Charles Onyango-Obbo
Hail to Africa’s election cheats; they have done us a lot of good
Prime Minister Raila Odinga, the African Union’s mediator on the Côte d’Ivoire crisis, is due to return to Abidjan to try and break the deadlock.
In elections at the end of last year, the Electoral Commission declared opposition leader Alassane Ouattara the winner, but incumbent Laurent Gbagbo refused to hand over power and duly swore himself in as president. In another part of the city, Ouattara did the same.
Everyone recognises Ouattara, and the West African bloc Ecowas has threatened to send in a force to eject Gbagbo. However, apart from the sensible precaution of sending his wife off to Benin for safety, Gbagbo has stayed put.
This situation of a sitting president refusing to leave power when defeated, altering the result brazenly, or having elections that are so botched you can’t tell for sure who won, is now common in Africa.
The problems it causes are often resolved by establishing a coalition government as in Kenya after the disputed December 2007 poll and the bout of murder that followed.
In Zimbabwe, we have had a very tumultuous political cohabitation between President Robert Mugabe and opposition leader and (now) Prime Minister Morgan Tsvangirai.
Everyone condemns election thieves like Gbagbo, and I would like to add my very loud voice. However, I feel they also unintentionally do a lot of good.
Two weeks ago, the weekly newsmagazine, The Economist, had one of the most insightful and interesting articles it has ever published on Africa. It was on the rise of the Nigerian film industry, Nollywood, and how it is “colonising” Africa.
It observed that the phenomenal popularity of Nollywood films in Africa is not the result of clever marketing by Nigerian movie executives. It is all thanks to criminals — pirates.
Only pirates knew how to bribe border officials and move thousands of bootleg DVDs between countries in West and Central Africa that did not have any decent roads, and sell them in places where there was no normal distribution infrastructure.
So the enemies of Nollywood directors, the pirates who stole their work, have in the end turned them into Naira billionaires whose work is in much demand all over Africa.
Likewise, election cheats have forced the AU and the international community to take action against what is wrong with African politics.
The first problem with our politics is the winner-take-and-eat-all mentality.

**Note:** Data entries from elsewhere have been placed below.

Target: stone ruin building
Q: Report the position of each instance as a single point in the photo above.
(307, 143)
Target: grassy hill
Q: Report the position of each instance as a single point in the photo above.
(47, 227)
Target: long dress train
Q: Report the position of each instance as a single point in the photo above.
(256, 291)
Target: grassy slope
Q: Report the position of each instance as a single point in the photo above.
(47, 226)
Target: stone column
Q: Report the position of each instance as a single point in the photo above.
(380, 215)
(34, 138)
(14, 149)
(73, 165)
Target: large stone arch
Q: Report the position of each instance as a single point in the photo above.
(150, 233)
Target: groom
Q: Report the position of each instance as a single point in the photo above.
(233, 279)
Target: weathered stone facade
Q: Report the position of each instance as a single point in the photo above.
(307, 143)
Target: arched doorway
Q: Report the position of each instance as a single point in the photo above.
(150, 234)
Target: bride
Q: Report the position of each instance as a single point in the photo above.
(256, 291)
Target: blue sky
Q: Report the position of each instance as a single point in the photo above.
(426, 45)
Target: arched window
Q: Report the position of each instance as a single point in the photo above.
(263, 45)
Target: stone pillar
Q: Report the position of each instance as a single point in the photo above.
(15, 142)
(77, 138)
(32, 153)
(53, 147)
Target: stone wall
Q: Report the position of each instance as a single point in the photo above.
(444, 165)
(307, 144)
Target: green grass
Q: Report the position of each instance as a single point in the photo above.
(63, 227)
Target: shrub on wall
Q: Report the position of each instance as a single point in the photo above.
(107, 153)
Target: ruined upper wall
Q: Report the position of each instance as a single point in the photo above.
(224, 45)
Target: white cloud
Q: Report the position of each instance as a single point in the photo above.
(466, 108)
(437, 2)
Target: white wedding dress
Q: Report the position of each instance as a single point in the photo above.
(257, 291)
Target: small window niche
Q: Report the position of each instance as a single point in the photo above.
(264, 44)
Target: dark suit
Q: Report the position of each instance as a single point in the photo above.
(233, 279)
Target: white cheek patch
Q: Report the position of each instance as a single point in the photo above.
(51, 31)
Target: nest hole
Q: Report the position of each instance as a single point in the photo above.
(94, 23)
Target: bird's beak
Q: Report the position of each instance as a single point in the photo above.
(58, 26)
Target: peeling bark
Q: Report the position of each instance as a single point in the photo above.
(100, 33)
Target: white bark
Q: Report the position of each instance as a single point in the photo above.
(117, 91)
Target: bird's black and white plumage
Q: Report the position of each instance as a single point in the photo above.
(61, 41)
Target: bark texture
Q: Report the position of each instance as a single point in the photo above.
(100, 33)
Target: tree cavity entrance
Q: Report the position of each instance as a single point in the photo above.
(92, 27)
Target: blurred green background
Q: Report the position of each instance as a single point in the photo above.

This makes our politics a life-and-death matter, and has caused violence as in Kenya in 2008, and armed rebellions as in Uganda in 1981.
For decades, many academics and journalists made this criticism of African politics, but they were dismissed as espresso coffee-swigging idlers and self-righteous armchair activists.
However, Mugabe’s brutality against the opposition and his fiddling of elections finally got the Southern African Community (SADC) seriously involved.
In Kenya, everyone from UN secretary-general Ban Ki-moon, East African Community leaders, the AU, name it, dipped their toes into the crisis.
Zimbabwe has not been as lucky as Kenya where the result has been a new Constitution that deals with the issue of power distribution and far-reaching reforms on how polls are organised.
No political class anywhere in Africa has ever undertaken these reforms out of the goodness of their hearts. It has always taken a crisis.
Kenya, Zimbabwe — and, yes, Somalia — have offered the AU and regional bodies like SADC and Ecowas opportunities to build their profile and international credibility, and also create acceptance for the idea that if a country implodes, external players have a right to go in and try and sort out the mess.
Without Kenya in 2008, and the AU peace-keeping role in Somalia, it’s hard to see how the AU would have so quickly got involved in Côte d’Ivoire, or whether the UN Security Council would have deemed it helpful to recognise Ouattara as the rightfully elected president.
So hail to Africa’s election cheats! The outrage their actions have caused created the momentum for the development of pan-African and international intervention mechanisms, and enabled internal reformists to make gains.